Но в начале сентября, когда пошли дожди, когда березы, вместо того, чтоб расцветиться золотом и багрецом, роняли на землю увядшие мокрые листья, когда над городком повис угрозой страх наводнения и нечем стало отвлечь мысли, так как даже физической работы почти не было – к первоначальному ядру стали присоединяться многие сочувствующие, и сравнительно невинные вначале коленопреклонения и общие молитвы перешли в попытку навязать общине нравственный закон.

Милли Гослинг, возвратившаяся в Марлоу в половине октября, дала поборницам религии превосходный предлог для первой демонстрации.

Милли вернулась со спокойным лицом, но с сердцем, замиравшим от страха. Она покинула Вайкомб, не выдержав насмешек женщин, которые так недавно еще завидовали ей, когда она, в качестве любимой фаворитки, разъезжала в Дионисовском ландо. Низвергнутая, она почувствовала себя горько одинокой; она нуждалась в сочувствии и надеялась, что Бланш, может быть, поймет ее. И приготовила в свое оправдание целую длинную историю. Но Бланш оказалась даже более снисходительной, чем она надеялась.

Бланш была ревностной последовательницей Джаспера Трэйля, проповедовавшего новое Евангелие, догматы которого Бланш формулировала теперь сама.

– Искать прецедентов в старом для суждения о новом незачем – мы живем в новых условиях и должны приспособиться к ним. Если мужчине иметь теперь одну жену, род человеческий может вымереть. Долг женщины – рожать детей. – Таково было учение Джаспера Трэйля; он ждал возвращения Милли и старался подготовить к нему своих учениц.

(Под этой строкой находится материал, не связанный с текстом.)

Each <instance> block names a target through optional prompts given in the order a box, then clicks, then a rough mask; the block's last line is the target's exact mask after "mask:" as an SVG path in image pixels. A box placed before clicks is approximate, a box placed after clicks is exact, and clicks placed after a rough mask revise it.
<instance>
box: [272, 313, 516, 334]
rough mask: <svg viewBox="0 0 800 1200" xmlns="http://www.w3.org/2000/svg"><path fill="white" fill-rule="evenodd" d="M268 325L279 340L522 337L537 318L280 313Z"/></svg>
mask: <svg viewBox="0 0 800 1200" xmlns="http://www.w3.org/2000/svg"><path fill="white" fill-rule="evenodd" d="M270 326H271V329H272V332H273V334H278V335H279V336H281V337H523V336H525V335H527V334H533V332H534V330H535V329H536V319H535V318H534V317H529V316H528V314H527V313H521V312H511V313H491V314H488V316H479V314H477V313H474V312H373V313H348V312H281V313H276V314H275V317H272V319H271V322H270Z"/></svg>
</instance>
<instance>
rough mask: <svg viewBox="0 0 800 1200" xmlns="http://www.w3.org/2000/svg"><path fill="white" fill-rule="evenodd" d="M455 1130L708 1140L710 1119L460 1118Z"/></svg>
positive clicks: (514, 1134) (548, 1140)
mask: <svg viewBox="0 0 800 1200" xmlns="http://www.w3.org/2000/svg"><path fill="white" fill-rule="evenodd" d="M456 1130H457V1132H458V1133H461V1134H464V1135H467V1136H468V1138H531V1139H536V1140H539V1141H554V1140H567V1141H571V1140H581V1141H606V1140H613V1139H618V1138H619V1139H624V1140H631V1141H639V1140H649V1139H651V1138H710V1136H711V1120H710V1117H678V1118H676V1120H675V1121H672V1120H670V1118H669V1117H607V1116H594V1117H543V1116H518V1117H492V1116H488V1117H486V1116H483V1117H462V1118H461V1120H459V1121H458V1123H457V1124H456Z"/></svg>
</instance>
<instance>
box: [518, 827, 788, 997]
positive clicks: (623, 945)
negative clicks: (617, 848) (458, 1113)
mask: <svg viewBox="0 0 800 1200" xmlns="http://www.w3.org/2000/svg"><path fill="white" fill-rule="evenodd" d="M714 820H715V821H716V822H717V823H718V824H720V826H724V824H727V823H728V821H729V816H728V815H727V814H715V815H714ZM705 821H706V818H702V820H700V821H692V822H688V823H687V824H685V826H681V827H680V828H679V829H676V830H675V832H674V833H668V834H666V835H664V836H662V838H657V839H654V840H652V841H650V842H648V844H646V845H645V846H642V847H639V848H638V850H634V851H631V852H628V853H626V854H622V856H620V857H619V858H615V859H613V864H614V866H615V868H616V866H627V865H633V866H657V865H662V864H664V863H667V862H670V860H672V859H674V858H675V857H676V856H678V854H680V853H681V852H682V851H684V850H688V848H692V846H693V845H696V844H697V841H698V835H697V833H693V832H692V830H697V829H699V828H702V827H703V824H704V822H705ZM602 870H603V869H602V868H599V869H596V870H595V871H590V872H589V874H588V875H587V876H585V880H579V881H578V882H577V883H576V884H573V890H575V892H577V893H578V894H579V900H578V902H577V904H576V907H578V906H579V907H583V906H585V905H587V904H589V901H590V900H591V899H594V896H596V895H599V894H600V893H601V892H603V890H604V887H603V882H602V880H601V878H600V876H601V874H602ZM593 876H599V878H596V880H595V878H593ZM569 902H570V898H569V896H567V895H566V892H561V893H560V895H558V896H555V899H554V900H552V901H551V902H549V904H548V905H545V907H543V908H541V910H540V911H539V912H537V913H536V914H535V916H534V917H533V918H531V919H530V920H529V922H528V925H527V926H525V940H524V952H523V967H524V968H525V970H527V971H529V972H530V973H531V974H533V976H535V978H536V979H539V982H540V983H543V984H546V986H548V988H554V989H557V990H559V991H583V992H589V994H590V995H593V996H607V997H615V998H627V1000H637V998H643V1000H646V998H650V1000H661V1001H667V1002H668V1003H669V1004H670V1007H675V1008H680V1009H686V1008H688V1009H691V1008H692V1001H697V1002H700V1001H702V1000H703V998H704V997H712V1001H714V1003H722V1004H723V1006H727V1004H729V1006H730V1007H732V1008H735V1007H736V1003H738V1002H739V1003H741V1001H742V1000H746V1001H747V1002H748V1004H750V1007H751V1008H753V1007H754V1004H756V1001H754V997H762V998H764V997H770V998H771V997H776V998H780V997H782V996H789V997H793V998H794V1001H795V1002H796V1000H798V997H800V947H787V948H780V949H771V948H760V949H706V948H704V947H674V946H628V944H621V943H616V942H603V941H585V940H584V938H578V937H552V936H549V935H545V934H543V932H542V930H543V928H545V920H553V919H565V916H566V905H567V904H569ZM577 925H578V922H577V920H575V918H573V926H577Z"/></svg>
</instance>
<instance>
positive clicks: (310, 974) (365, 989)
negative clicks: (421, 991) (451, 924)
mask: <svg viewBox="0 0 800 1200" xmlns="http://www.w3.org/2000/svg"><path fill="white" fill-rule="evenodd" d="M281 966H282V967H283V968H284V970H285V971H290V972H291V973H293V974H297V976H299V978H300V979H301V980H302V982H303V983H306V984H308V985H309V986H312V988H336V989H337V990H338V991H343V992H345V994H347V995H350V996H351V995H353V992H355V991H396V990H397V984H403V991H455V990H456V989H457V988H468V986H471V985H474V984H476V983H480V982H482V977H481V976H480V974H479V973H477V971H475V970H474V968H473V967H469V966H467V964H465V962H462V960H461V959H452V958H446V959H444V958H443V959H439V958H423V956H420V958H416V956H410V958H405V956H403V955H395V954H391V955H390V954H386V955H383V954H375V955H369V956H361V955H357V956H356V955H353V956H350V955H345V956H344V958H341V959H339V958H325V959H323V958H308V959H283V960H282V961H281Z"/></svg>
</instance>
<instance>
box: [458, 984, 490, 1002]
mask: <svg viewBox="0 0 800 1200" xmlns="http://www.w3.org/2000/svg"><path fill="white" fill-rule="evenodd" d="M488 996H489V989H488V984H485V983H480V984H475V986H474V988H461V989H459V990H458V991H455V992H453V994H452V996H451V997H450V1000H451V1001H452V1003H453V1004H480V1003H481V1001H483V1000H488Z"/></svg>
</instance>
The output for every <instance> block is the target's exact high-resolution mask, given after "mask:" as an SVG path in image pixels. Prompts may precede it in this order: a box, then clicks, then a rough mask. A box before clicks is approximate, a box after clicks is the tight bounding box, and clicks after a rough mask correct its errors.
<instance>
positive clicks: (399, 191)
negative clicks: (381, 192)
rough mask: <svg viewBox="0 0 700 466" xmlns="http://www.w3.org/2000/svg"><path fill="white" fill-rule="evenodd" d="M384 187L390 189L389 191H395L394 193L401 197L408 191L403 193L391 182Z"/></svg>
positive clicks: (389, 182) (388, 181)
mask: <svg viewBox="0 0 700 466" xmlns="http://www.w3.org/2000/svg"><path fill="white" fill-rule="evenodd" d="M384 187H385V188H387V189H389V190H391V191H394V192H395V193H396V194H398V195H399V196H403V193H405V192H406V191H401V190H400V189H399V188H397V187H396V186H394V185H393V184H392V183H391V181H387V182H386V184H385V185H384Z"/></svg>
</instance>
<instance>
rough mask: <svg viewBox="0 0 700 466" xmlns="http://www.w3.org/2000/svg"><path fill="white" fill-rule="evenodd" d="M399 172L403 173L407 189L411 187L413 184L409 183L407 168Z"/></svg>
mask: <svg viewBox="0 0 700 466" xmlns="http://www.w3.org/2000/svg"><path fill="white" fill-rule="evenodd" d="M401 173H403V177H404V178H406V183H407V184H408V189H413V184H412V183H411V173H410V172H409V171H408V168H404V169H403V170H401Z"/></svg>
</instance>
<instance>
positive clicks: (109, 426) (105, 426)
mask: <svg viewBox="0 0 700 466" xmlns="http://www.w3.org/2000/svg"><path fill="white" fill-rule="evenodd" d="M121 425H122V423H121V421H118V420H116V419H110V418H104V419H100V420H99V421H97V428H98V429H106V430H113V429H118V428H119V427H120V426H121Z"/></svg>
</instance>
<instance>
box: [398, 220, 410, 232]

Эйлин, Бланш и некоторые другие молодые женщины дивились, почему же он сам на себе не применяет своего учения, но его собственное воздержание только придавало больше веса его мнению. Даже мисс Дженкинс не сочла возможным сказать, что Джаспер защищает самого себя, и могла только уверять, что этот проповедник, проповедующий одно, а сам делающий другое, одержим дьяволом и говорит по его наущению – но заставить поверить этому было труднее, чем тому, что его проповедь своекорыстна.

Таким образом, Милли, вернувшись в дождливый октябрьский вечер, нашла, что оправданий от нее никто не требовал. Бланш встретила ее ласково и вопросов никаких не задавала; после заката солнца к ним пришли Джаспер Трэйль и Эйлин и отнеслись к блудной дочери с дружелюбием, новым для нее и потому особенно приятным. Решено было, что она на другой же день снова пойдет на мельницу. Но в школе, напротив, ей готовили иной прием.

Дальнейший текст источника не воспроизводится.